An English Barrister Practice of law is typically overseen by either a government organization or independent regulating body such as a bar association, bar council, barrister society, or law society. To practice law, the regulating body must certify the practitioner. This usually entails a two or three-year program at a university faculty of law or a law school, which earns the student a Bachelor of Laws, a Bachelor of Civil Law or a Juris Doctor degree. This course of study is followed by an entrance examination (e.g. bar admission). Some countries require a further vocational qualification before a person is permitted to practise law. In the case of those wishing to become a barrister, this would lead to a Barrister-at-law degree, followed by a year’s apprenticeship (sometimes known as pupillage or devilling) under the oversight of an experienced barrister (or master).
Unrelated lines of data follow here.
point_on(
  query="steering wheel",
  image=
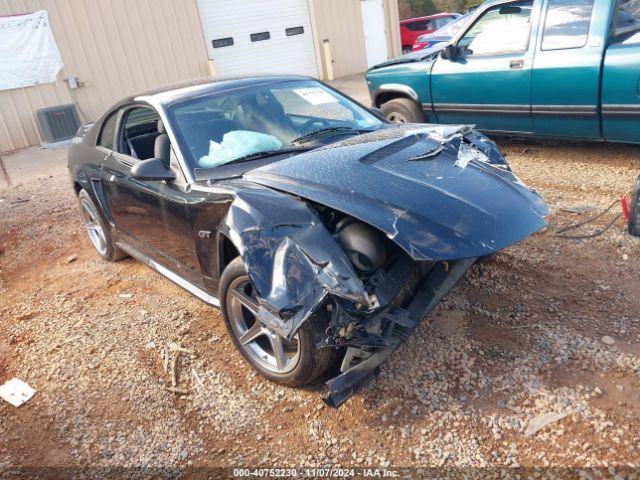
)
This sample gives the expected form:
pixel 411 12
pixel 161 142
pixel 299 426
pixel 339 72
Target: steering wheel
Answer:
pixel 307 127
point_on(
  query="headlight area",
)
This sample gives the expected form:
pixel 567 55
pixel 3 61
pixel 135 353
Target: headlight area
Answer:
pixel 402 292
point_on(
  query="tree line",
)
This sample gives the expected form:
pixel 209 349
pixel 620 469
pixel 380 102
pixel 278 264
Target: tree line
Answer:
pixel 418 8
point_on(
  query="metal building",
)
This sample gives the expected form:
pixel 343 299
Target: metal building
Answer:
pixel 118 47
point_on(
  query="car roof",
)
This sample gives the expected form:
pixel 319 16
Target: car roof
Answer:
pixel 427 17
pixel 202 86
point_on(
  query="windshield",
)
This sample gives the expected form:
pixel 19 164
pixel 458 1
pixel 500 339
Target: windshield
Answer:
pixel 227 127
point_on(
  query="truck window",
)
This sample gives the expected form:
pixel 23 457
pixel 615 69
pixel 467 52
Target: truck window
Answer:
pixel 627 17
pixel 501 29
pixel 567 24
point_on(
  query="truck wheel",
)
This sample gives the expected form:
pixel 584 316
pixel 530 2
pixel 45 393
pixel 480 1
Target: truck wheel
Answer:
pixel 99 234
pixel 403 110
pixel 294 362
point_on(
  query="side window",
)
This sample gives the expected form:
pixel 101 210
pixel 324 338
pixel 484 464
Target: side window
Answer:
pixel 417 26
pixel 501 29
pixel 627 17
pixel 137 137
pixel 442 21
pixel 567 24
pixel 108 131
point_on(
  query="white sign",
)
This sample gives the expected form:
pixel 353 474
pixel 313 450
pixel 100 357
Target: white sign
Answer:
pixel 316 95
pixel 28 51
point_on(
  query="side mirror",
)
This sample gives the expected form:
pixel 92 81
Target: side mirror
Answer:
pixel 510 10
pixel 152 169
pixel 449 52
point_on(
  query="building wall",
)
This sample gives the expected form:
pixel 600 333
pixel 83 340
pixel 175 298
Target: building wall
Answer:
pixel 117 47
pixel 392 18
pixel 340 21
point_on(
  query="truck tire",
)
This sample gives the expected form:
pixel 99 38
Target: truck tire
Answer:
pixel 403 110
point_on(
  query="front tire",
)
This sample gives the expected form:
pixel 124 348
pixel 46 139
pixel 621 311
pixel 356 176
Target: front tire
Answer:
pixel 403 110
pixel 293 363
pixel 97 231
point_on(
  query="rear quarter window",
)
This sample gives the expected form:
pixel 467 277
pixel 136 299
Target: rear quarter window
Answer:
pixel 627 17
pixel 107 133
pixel 567 24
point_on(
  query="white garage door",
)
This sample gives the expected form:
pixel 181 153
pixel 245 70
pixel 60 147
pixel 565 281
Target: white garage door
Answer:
pixel 259 36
Advanced law degrees are also often pursued, though they are academic degrees and are not required for the practice of law. These include a Master of Laws, a

Master of Legal Studies, and a Doctor of Laws.

Once accredited, a lawyer will often work in a law firm, in a chambers, as a sole practitioner, for a government or as internal counsel at a private corporation. Another option is to become a legal researcher who provides on-demand legal research through a commercial service or on a freelance basis. Many people trained in law put their skills to use outside the legal field entirely. A significant component to the practice of law in the common law tradition involves legal research in order to determine the current state of the law. This usually entails exploring case-law reports, legal periodicals and legislation. Law practice also involves drafting documents such as court pleadings, persuasive briefs, contracts, or wills and trusts. Negotiation and dispute resolution skills are also important parts of legal practice, depending on the field.